For businesses seeking recognition as separate legal entities, North Carolina law allows them to undergo the process of incorporation. As a separate entity from the owners, the business is then considered to be functioning on its own when it buys and sells property, assents to contracts and exercises legal rights. To incorporate in North Carolina, a business must file with the Secretary of State in compliance with certain guidelines.

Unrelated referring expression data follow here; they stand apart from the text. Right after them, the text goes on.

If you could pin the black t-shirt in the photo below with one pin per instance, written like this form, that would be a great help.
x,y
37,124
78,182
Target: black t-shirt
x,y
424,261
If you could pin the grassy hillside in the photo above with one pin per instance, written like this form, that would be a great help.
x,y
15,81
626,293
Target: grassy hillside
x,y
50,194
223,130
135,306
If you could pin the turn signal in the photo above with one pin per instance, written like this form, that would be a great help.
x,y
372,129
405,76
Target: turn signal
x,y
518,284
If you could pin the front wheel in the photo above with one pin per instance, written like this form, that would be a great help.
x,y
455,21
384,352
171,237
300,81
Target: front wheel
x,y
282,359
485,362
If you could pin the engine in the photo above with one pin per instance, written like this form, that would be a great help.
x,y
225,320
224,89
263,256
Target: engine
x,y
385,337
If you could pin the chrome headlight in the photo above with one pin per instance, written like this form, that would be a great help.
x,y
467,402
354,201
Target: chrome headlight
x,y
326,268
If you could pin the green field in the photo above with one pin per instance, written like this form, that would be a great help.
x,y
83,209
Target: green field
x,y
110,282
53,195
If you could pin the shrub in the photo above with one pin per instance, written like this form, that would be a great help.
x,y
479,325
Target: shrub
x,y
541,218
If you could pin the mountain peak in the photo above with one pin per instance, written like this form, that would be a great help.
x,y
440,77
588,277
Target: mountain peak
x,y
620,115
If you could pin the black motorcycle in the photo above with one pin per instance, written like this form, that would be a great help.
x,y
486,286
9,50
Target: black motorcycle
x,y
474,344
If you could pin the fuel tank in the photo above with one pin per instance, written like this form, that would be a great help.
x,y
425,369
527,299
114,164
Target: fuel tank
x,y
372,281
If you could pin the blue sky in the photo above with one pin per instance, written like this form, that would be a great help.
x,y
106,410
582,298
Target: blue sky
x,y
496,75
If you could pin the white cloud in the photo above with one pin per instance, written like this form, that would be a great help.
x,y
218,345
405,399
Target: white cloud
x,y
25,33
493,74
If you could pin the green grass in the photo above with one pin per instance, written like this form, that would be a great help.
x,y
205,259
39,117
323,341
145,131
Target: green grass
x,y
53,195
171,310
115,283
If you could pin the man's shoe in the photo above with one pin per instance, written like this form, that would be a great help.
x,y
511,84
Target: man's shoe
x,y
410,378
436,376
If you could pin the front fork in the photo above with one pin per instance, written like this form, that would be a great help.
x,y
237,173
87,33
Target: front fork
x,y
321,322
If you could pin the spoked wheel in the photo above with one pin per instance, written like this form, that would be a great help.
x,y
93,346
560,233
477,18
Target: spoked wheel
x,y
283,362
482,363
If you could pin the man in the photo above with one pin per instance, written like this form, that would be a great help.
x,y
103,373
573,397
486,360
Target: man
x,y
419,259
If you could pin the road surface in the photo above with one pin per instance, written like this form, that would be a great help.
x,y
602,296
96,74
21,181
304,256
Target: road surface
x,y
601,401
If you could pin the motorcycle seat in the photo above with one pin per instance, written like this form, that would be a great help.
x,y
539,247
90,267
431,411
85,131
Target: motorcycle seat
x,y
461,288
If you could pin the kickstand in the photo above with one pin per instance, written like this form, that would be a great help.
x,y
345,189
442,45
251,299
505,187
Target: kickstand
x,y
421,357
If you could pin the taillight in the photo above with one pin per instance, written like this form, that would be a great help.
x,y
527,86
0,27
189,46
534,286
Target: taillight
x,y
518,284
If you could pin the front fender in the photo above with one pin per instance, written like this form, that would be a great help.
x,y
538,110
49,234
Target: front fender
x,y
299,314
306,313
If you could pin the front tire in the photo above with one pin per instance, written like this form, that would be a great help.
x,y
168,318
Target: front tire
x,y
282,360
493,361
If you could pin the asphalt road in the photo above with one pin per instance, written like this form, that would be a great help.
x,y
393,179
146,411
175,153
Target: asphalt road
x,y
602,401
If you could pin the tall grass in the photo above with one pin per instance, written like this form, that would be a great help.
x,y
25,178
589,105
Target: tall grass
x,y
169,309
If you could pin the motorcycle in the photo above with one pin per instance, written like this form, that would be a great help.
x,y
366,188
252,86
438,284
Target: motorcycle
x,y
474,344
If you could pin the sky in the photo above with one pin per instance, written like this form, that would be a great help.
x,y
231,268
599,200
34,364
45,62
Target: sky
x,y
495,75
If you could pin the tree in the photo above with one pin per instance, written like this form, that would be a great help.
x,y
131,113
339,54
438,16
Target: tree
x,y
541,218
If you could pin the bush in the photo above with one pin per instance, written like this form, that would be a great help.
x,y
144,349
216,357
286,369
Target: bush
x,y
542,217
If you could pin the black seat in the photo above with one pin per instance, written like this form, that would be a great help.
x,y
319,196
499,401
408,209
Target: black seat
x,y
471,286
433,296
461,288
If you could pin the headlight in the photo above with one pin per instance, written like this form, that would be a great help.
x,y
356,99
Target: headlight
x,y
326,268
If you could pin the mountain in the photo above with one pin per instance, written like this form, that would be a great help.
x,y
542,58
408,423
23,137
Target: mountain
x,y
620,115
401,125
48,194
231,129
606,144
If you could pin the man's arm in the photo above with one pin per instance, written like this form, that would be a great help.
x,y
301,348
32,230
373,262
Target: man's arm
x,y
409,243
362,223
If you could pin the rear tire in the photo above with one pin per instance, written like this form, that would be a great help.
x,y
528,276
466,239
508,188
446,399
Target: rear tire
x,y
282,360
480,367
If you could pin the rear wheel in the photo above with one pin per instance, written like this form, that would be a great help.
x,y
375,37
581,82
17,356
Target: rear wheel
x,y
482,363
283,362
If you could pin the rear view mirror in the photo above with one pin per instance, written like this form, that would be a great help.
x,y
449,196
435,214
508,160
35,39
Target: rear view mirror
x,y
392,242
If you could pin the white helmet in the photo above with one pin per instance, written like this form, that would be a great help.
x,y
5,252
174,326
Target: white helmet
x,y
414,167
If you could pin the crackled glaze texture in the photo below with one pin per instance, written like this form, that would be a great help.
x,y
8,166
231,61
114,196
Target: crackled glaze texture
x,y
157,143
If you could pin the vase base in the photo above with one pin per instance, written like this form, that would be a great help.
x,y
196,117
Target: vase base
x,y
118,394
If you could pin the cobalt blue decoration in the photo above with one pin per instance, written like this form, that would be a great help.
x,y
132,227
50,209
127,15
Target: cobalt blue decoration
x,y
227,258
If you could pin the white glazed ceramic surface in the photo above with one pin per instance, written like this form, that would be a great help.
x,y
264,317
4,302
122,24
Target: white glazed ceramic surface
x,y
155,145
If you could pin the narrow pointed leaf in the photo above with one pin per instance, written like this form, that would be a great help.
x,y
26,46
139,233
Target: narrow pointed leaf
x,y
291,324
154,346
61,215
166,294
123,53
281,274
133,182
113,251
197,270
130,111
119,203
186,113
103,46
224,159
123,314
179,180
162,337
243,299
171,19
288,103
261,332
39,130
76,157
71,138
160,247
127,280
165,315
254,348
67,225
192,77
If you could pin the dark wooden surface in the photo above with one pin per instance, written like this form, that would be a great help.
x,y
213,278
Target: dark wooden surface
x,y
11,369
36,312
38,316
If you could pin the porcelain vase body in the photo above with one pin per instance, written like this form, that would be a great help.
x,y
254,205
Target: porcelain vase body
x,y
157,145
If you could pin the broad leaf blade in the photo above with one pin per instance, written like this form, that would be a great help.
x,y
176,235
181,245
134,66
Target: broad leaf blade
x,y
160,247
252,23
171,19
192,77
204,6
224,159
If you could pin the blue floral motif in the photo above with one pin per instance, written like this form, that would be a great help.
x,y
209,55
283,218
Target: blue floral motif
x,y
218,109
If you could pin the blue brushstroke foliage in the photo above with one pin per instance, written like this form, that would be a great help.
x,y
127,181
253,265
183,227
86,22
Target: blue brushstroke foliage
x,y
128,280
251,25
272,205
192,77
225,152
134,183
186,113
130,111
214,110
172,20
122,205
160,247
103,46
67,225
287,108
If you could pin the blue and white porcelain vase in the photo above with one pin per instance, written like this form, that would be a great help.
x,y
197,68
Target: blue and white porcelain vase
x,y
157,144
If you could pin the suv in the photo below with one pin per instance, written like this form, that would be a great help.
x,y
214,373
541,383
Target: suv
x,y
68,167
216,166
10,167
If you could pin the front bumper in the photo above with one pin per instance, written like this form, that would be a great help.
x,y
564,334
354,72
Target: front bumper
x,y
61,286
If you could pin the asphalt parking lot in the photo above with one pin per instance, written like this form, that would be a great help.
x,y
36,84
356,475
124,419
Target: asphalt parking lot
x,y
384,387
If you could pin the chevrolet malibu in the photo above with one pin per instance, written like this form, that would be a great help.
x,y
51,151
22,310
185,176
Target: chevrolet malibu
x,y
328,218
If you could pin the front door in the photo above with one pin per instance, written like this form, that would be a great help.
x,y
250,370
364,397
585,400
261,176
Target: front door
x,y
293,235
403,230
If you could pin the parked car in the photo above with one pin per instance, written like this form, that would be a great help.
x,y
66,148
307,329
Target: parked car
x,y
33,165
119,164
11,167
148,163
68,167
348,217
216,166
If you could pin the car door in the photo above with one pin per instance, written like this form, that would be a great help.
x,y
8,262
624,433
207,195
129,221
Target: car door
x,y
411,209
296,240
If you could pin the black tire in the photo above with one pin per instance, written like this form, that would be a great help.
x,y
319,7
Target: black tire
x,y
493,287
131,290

Benefits of Incorporation in North Carolina
Advantages of incorporation are many. The primary benefit is that the liabilities of the business can only be satisfied by the assets specifically invested into the company by the owners. If the business had remained a personal asset of the owners, they would run the risk of losing their personal property to pay for the company's financial liabilities in case of default. A corporation may also find it easier to finance itself through loans, allowing creditors in the Summerfield area to evaluate their investment by assessing the corporation rather than the individual credit-worthiness of its owners. Lastly, the ownership stake in a corporation can be apportioned into uniform slices, known as "shares" of stock. This makes it possible to sell ownership investments in more manageable slices.
Costs of Incorporation
Along with a possible fee to file for incorporation in North Carolina, there are other costs that corporations incur. The most important is that a corporation is taxed as its own entity. The individual incomes of the owners are still taxed also, and this can mean the same income is taxed twice, known as double taxation. With proper planning and assistance from a local Summerfield lawyer, you can avoid this disadvantage.